A surface defect detection system for a machine component of the present embodiment includes a memory and a processor, and the processor executes a computer program stored in the memory to implement the above-described surface defect detection method for a machine component.

The above-mentioned embodiments are only used to illustrate the technical solutions of the present application, and not to limit the same; although the present application has been described in detail with reference to the foregoing embodiments, it should be understood by those of ordinary skill in the art that: the technical solutions described in the foregoing embodiments may still be modified, or some technical features may be equivalently replaced; such modifications and substitutions do not substantially depart from the spirit and scope of the embodiments of the present application and are intended to be included within the scope of the present application.

Claims (9)

1. A method for detecting surface defects of a machine component, the method comprising the steps of:

acquiring an end face image of a metal bearing ring to be detected;

obtaining an edge contour image corresponding to the end face image by utilizing a maximum inter-class variance method and an edge detection operator; carrying out Hough circle detection on the edge contour image to obtain a target annular area and a target circle center coordinate;

obtaining each target defect connected domain in the target annular region and each edge pixel point corresponding to each target defect connected domain by using a seed filling method;

according to the distance between the edge pixel point coordinates and the target circle center coordinates, obtaining first edge lines and second edge lines corresponding to the target defect connected domains; fitting to obtain a first fitting straight line of the first edge line and a second fitting straight line of the second edge line according to the coordinates of each edge pixel point on the first edge line and the coordinates of each edge pixel point on the second edge line;

obtaining the angle difference between the first edge line corresponding to each target defect connected domain and the corresponding second edge line according to the slope of the first fitting straight line and the slope of the second fitting straight line; obtaining each target defect connected domain corresponding to the first defect type according to the angle difference;

recording other target defect connected domains except the target defect connected domains corresponding to the first defect type as connected domains to be judged; fitting to obtain a fitting curve corresponding to each connected domain to be determined according to the distance between each edge pixel point on the first edge line corresponding to each connected domain to be determined and the corresponding first fitting straight line and the distance between each edge pixel point on the second edge line corresponding to each connected domain to be determined and the corresponding second fitting straight line;

and obtaining each defect connected domain corresponding to the second defect type and the defect connected domain corresponding to the third defect type according to the number of the wave troughs on the fitting curve.

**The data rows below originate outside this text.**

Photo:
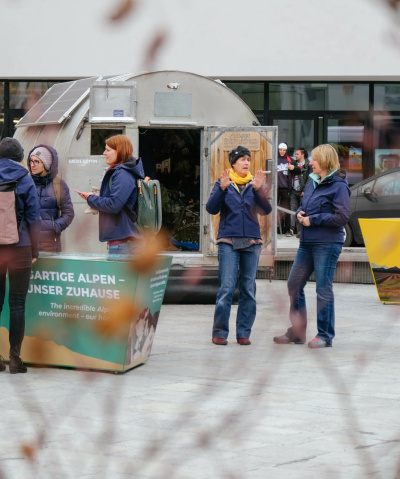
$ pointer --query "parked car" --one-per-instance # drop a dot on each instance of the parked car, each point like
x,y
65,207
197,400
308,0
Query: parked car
x,y
375,197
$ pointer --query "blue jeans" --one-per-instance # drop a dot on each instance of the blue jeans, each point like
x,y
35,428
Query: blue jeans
x,y
230,262
320,258
17,261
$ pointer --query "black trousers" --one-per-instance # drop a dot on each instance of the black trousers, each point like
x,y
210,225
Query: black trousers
x,y
17,262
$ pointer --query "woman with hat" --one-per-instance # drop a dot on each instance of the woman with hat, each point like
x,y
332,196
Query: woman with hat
x,y
239,198
56,210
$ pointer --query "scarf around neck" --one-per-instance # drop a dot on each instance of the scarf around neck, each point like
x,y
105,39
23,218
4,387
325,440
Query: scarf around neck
x,y
238,180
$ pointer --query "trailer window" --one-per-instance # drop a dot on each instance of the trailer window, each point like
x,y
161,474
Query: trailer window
x,y
99,137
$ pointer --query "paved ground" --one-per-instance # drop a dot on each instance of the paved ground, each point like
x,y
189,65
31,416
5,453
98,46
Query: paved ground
x,y
196,410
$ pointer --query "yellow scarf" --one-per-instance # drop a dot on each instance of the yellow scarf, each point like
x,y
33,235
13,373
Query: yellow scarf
x,y
238,180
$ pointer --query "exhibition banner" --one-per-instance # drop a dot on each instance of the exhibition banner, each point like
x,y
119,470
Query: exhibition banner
x,y
90,313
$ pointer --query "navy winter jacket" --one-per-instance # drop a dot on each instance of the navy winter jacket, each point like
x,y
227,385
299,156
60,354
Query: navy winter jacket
x,y
327,204
27,203
51,224
114,222
238,210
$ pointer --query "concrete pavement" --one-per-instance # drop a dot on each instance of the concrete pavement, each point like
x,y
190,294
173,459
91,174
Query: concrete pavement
x,y
199,411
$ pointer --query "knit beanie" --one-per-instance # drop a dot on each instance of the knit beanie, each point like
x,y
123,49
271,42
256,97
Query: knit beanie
x,y
11,148
237,153
44,155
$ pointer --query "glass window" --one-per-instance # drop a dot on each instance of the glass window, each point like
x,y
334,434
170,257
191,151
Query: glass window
x,y
387,185
252,93
99,136
387,97
319,96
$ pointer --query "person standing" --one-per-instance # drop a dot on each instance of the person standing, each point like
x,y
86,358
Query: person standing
x,y
323,213
56,210
283,187
239,198
118,196
16,259
298,178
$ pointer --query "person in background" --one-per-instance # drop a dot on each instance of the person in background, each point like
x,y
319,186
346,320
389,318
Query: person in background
x,y
283,187
56,210
323,213
118,197
298,178
16,259
239,198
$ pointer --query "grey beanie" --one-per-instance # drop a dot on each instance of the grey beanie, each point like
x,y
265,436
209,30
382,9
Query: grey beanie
x,y
11,148
44,155
237,153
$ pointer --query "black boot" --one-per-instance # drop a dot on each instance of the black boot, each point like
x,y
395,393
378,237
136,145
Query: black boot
x,y
2,364
16,365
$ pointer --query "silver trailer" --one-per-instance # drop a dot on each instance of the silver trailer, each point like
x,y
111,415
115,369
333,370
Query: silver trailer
x,y
181,124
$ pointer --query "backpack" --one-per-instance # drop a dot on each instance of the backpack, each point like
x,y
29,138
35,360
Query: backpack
x,y
148,206
9,230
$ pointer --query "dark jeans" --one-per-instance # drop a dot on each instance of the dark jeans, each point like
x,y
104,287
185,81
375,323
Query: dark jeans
x,y
295,200
230,262
320,258
17,261
284,202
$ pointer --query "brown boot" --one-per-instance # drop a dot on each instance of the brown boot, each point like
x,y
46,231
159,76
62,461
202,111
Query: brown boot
x,y
2,364
16,365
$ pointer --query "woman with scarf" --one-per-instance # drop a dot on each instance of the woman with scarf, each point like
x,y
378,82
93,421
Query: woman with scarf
x,y
323,213
56,210
118,197
239,198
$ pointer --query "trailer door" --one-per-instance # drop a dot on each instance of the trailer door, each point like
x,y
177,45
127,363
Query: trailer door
x,y
262,142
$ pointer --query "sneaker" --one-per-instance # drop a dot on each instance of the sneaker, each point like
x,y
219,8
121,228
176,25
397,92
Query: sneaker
x,y
319,343
284,339
17,365
2,364
220,341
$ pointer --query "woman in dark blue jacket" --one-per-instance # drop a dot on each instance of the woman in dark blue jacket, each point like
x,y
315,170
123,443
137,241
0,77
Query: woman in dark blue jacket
x,y
56,210
239,198
16,259
323,213
118,196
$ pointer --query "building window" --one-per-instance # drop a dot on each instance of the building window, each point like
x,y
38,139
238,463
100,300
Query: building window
x,y
319,96
387,97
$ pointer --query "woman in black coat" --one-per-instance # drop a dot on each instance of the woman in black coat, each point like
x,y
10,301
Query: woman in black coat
x,y
56,210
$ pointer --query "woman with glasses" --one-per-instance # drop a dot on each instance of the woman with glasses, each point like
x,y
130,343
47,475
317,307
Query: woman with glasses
x,y
56,210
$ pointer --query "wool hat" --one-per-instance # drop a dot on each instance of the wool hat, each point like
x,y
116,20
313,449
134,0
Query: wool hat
x,y
11,148
44,155
237,153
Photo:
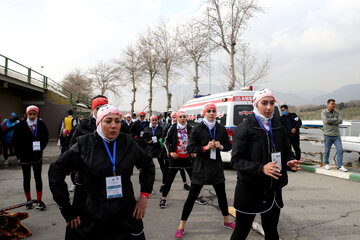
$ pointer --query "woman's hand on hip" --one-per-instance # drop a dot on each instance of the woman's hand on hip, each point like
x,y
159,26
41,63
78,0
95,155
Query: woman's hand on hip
x,y
74,224
294,165
140,208
272,170
174,155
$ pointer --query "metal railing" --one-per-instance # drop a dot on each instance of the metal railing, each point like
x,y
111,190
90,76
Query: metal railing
x,y
11,68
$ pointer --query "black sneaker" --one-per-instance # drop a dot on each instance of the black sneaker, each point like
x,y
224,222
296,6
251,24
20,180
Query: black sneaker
x,y
162,203
40,205
29,206
201,201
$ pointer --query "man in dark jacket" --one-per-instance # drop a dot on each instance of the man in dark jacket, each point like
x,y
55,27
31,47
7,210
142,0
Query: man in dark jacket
x,y
292,123
137,130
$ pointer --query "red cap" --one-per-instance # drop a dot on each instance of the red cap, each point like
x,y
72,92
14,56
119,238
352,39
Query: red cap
x,y
207,107
99,101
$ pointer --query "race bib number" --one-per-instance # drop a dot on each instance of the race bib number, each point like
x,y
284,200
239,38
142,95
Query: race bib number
x,y
276,157
213,153
113,187
36,146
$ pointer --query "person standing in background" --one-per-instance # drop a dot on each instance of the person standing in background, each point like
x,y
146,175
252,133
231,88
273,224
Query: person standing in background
x,y
30,139
332,119
292,123
7,128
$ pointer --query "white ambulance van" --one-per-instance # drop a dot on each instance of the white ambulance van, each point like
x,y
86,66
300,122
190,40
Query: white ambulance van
x,y
232,107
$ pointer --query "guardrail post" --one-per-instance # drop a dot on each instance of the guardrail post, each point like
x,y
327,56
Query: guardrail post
x,y
6,66
29,75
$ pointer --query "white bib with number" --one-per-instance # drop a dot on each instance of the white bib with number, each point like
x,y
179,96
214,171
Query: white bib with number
x,y
213,153
36,146
276,156
113,187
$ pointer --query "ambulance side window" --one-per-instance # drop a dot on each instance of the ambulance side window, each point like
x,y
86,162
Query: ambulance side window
x,y
241,112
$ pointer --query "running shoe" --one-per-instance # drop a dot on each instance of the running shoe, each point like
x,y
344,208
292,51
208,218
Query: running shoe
x,y
201,201
29,206
40,205
179,233
162,203
230,225
186,187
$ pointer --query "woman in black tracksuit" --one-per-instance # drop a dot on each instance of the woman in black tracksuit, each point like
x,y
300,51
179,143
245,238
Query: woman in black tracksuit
x,y
207,140
176,142
110,211
152,136
261,154
30,139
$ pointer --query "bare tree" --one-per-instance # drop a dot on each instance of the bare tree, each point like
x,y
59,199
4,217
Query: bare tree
x,y
250,71
168,46
227,21
77,82
131,65
150,61
194,41
106,77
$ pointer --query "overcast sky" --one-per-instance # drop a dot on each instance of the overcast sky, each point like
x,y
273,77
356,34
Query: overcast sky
x,y
312,44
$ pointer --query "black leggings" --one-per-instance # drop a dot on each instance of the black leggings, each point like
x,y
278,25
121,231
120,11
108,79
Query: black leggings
x,y
162,168
170,179
6,148
193,194
269,221
27,176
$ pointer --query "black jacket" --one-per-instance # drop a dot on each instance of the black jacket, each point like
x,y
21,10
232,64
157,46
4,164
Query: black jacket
x,y
124,127
23,139
90,158
85,127
255,192
295,123
136,128
207,171
153,149
171,141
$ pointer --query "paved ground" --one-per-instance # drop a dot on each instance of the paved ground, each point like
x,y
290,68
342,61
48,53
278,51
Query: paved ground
x,y
316,206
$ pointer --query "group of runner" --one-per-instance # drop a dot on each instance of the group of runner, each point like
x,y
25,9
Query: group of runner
x,y
104,149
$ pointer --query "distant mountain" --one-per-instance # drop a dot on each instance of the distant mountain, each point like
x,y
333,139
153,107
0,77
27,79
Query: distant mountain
x,y
343,94
318,97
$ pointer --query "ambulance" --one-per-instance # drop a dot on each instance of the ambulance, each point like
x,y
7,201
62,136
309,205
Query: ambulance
x,y
232,108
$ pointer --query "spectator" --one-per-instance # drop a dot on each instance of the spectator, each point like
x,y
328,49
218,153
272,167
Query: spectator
x,y
30,139
292,123
7,127
332,119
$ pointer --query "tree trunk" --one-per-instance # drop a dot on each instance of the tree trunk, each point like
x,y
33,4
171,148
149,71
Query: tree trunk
x,y
168,94
150,94
232,69
196,78
134,93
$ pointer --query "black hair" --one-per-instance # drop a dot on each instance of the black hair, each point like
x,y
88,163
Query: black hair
x,y
331,100
97,96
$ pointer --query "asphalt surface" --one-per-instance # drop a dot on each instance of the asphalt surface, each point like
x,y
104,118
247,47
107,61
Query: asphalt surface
x,y
316,206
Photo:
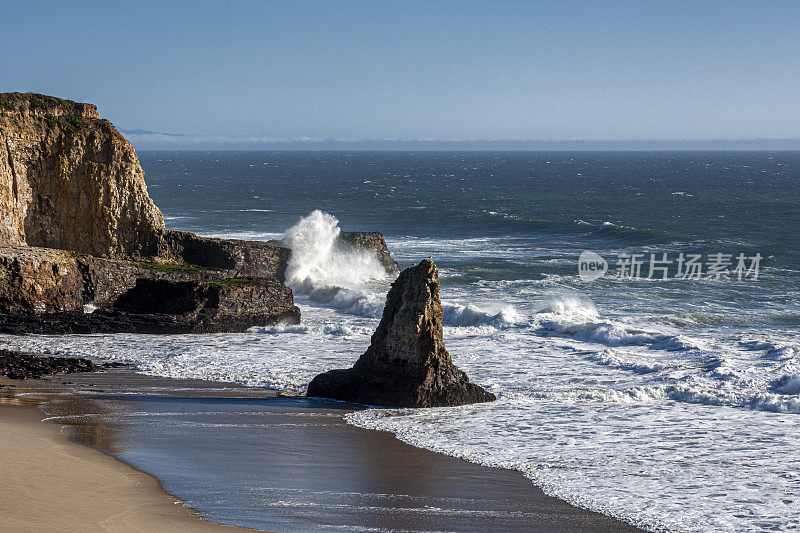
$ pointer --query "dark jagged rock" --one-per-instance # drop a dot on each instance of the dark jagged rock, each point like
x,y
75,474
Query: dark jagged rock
x,y
406,365
20,365
168,306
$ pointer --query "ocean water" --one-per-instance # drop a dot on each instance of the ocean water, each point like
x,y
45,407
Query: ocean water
x,y
672,404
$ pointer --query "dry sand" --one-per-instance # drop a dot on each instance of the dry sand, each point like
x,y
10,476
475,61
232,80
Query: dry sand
x,y
306,468
53,484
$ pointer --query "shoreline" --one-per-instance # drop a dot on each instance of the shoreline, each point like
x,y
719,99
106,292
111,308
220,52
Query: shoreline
x,y
363,465
47,471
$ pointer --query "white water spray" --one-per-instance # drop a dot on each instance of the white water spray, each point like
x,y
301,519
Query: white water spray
x,y
331,271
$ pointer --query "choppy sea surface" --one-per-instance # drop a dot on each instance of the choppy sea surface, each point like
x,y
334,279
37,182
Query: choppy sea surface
x,y
672,404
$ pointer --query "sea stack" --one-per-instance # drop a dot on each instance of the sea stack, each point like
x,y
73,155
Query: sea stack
x,y
406,364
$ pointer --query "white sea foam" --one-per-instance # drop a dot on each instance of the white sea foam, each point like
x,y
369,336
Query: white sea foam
x,y
680,425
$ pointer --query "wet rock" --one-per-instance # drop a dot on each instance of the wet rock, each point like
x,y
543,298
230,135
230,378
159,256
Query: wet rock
x,y
21,365
406,364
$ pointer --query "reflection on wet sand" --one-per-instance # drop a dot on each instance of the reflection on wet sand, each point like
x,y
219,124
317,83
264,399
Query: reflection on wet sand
x,y
250,457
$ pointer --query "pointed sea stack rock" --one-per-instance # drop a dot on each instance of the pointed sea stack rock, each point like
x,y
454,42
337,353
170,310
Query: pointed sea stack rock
x,y
406,365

2. The method of claim 1, wherein the step of obtaining coordinates of the target annular region and the target center of the circle comprises:

carrying out Hough circle detection on the edge contour image to obtain two Hough circles of which the distance between the circle centers is smaller than a preset distance, and recording the two Hough circles as a target Hough circle;

calculating to obtain the mean value of the circle center coordinates corresponding to the two target Hough circles as the target circle center coordinates; the region range corresponding to the target Hough circle with the smaller radius in the two target Hough circles is a subset of the region range corresponding to the target Hough circle with the larger radius;

recording areas except the area range corresponding to the target Hough circle corresponding to the smaller radius in the area range corresponding to the target Hough circle corresponding to the larger radius as annular areas corresponding to the edge contour image;

setting the pixel value of a pixel point of the annular region to be 1, setting the pixel values of other pixel points except the annular region on the edge contour image to be 0, and recording as a mask image corresponding to the edge contour image;

and multiplying the mask image and the end face image to obtain a target annular region on the end face image.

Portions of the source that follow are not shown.